Welcome to NEXXUS, the Database for Nearby X-ray and extreme UV emitting Stars. NEXXUS is a catalogue of of all known stars within a distance of 25 pc to the sun which are identified as X-ray and extreme UV sources from ROSAT and XMM-Newton data. Star catalogs were crosscorrellated by position with ROSAT and XMM source catalogs.

The star catalog is an extract of the Catalogue of Nearby Stars (CNS, version 29 March 2002) containing all stars known within 25 pc to the sun, contributed by H. Jahreiss, Astronomisches Recheninstitut Heidelberg. This sample of stars consists of 3231 stars of which 1075 are contained in 461 binary and 41 multiple systems. Additionally 17 binary stars were handled as one star. The X-ray data were obtained from the final ROSAT Results Archive catalogs. This includes the ROSAT all-sky survey (RASS), i.e. the ROSAT Bright Source and Faint Source Catalog as well as the final versions of the source catalogs from pointed observations, the Second ROSAT Source Catalog of Pointed Observations with the Position Sensitive Proportional Counter with (PSPCF) and without Boron filter (PSPC) and the First ROSAT Source Catalog of Pointed Observations with the High Resolution Imager (HRI) as announced by ROSAT Consortium, ROSAT News No. 74, 2001-Aug-09. The extreme UV data were provided by J. Pye, Department of Physics & Astronomy, University of Leicester, and contain the ROSAT Wide Field Camera (WFC) All-Sky survey and the ROSAT Wide Field Camera Pointed Observations.

The identification of the stars as X-ray or extreme UV sources was done by coordinate match of the position of the star and the source, corrections to the star position by proper motion included. As to the accuracy of the coordinate match, offsets of 120" for RASS, 60" for PSPC and 30" for HRI where accepted. For the XMM data an offset of 30" was accepted. As to the WFC data, a 120" offset was accepted for both the survey and the pointed observations. Note that the star coordinates in the Catalogue of Nearby Stars are not very precisely, although only very few great coordinate offsets appeared. In such cases, and also when the X-ray sources were rather weak, optical and X-ray images according to the sources where visually inspected to verify the identity of star and X-ray source.
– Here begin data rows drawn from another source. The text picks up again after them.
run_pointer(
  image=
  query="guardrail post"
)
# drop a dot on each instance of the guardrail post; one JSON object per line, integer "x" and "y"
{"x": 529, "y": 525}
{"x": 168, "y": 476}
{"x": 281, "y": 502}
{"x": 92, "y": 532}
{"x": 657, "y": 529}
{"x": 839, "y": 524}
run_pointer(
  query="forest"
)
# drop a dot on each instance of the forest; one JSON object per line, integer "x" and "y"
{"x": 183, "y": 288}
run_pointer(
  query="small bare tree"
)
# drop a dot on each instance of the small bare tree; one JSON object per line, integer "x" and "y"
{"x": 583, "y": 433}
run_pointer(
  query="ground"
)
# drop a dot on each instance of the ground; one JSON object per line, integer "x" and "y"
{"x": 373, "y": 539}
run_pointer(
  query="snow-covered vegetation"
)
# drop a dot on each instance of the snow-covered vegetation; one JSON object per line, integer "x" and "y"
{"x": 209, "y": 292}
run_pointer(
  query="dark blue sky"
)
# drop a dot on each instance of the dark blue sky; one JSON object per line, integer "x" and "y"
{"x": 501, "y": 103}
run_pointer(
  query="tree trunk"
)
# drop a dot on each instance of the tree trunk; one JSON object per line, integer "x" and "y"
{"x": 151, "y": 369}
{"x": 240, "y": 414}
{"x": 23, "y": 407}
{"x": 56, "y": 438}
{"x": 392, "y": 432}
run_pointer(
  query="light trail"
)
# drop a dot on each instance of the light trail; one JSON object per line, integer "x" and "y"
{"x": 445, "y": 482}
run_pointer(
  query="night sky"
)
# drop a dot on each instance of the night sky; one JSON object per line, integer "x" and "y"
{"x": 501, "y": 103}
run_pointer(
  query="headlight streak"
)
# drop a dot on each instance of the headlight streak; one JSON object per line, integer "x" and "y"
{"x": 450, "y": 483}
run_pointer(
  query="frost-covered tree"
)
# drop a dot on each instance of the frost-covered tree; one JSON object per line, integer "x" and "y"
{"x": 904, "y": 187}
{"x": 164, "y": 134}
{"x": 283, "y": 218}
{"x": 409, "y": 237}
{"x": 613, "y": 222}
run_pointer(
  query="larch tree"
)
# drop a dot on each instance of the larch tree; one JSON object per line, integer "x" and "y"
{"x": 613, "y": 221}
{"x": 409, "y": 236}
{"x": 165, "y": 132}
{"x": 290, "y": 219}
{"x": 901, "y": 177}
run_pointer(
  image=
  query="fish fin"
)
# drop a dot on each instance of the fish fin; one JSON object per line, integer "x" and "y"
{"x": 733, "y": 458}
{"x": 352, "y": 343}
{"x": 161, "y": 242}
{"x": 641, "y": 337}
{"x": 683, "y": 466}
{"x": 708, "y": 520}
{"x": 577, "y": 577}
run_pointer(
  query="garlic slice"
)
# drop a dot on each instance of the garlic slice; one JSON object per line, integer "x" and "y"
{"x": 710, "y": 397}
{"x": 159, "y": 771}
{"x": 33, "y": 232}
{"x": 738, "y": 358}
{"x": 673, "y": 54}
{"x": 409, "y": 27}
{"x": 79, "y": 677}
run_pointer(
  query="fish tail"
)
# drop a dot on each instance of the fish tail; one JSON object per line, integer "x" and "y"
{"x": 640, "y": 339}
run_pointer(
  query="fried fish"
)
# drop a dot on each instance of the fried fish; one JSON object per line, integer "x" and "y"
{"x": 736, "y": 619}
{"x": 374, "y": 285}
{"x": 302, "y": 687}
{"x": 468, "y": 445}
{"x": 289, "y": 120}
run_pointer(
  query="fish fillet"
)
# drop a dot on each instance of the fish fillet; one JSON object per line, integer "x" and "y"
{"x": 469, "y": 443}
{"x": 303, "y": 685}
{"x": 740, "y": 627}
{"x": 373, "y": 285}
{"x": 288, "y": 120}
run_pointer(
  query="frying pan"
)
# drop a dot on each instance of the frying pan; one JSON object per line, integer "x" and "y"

This method resulted in 1334 of the 3231 stars to be detected as X-ray sources. In most cases it was not possible to separate the detected binary and multiple systems with RASS, but in pointings sometimes it was. So it occurs that one can find an X-ray source associated with more than one star. Sometimes this resulted in the low precision of the star position as well. The detected X-ray source was therefore attributed to all components. No division of count rate or the resulting X-ray luminosity was made in such cases. As a consequence data for binary and multiple stars has to be watched with care. There are only few cases, for example Sirius and Procyon, where it is known that only one component causes the X-ray emission, the other component was refused here.

When screening the data it has also to be considered that, especially for the survey data, the count rates are mean values for the whole observation time. There was no attempt made to remove flares or variability.